Ankara’da sanatseverler için önemli bir etkinlik kapılarını açıyor. Özge Gökbulut Özdemir’in “Bir Sokak Kedisi” isimli kişisel sergisi, 15 Kasım’da Krişna Sanat Merkezi’nde sanatseverlerle buluşuyor. Sanatçı, bu sergide sokak kedilerini, sadece evcilleşmiş bir hayvan olarak değil, özgürlük, mücadele ve varoluşun bir sembolü olarak ele alıyor.
Sokak Kedisi, İnsanın Bir Parçası
Özge Gökbulut Özdemir, daha önceki çalışmalarında doğa ve insan arasındaki ilişkiye odaklanırken, bu sergide evrimsel süreçte insanla aynı alanı paylaşan kedilerin yaşamına odaklanıyor. Sanatçı, sokak hayvanlarına yönelik şiddetin gölgesinde gerçekleşen bu sergide, insanın kediyle kurduğu ilişkiyi ve kedilerin bağımsız doğasını kendi deneyimleri üzerinden anlatıyor.
Sanatın Evrensel Diliyle Bir Mesaj
Sergideki eserler, sadece görsel bir şölen sunmakla kalmıyor, aynı zamanda derin anlamlar taşıyor. Sanatçı, plastik dilin yanı sıra şiir ve metinleri de kullanarak, insanlığın yarattığı acıya ve sokak hayvanlarının yaşadığı zorluklara dikkat çekiyor. Özge Gökbulut Özdemir, serginin sunuş yazısında yer alan “kediden korkardım ben eskiden, şimdi insandan korkuyorum” sözleriyle, günümüz dünyasının acımasız yüzünü gözler önüne seriyor.

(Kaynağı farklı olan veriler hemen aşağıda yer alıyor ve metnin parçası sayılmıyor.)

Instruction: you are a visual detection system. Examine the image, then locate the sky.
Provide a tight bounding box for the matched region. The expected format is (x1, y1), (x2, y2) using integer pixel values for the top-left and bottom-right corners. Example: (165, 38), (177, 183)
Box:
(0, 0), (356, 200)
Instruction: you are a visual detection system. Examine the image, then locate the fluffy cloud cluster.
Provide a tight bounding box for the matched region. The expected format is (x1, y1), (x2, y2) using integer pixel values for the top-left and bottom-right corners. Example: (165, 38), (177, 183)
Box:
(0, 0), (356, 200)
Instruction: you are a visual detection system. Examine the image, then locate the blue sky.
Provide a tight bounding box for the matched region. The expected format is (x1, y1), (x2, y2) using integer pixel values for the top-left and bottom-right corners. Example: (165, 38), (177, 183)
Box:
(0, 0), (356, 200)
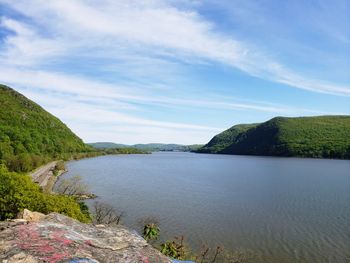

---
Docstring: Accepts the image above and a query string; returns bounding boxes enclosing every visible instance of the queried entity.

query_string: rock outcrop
[0,211,171,263]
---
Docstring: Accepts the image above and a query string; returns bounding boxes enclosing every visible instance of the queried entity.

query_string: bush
[0,165,90,222]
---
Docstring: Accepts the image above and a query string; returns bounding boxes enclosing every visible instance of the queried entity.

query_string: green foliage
[0,85,92,172]
[199,116,350,159]
[143,223,160,242]
[197,124,258,153]
[0,165,90,222]
[89,142,203,153]
[160,236,188,260]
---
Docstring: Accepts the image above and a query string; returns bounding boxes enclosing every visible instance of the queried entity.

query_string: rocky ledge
[0,210,171,263]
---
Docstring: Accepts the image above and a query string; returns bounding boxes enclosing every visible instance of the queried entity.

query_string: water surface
[60,153,350,263]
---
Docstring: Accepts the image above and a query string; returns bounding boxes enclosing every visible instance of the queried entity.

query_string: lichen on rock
[0,212,171,263]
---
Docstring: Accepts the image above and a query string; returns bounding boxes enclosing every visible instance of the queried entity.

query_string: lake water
[63,153,350,263]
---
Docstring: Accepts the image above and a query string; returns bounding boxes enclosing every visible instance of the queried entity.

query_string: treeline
[0,165,91,223]
[0,85,95,172]
[198,116,350,159]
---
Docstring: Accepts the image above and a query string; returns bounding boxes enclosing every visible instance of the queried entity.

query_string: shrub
[0,165,90,222]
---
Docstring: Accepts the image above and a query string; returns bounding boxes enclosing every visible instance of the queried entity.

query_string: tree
[92,202,124,225]
[55,175,88,196]
[0,165,90,222]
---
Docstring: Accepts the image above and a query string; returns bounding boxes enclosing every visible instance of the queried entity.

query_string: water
[60,153,350,263]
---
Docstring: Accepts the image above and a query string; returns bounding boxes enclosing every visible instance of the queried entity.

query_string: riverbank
[29,161,67,193]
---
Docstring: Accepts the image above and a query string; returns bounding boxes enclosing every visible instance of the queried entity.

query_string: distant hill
[89,142,202,152]
[0,85,91,171]
[197,116,350,159]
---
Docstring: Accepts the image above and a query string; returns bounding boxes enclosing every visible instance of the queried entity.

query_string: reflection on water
[64,153,350,263]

Hacettepe Üniversitesi Öğretim Üyesi Prof. İsmail Ateş’ten Övgü
Hacettepe Üniversitesi Öğretim Üyesi Prof. İsmail Ateş, Özge Gökbulut Özdemir’i “soyut ifadeci” olarak tanımlıyor ve sanatçının kendine özgü tarzını vurguluyor. Ateş, sanatçının zaman ve an vurgusunun, soyut sanatın temel özelliği olan bilinçaltı ve iç evrenin somut bir yansıması olduğunu belirtiyor.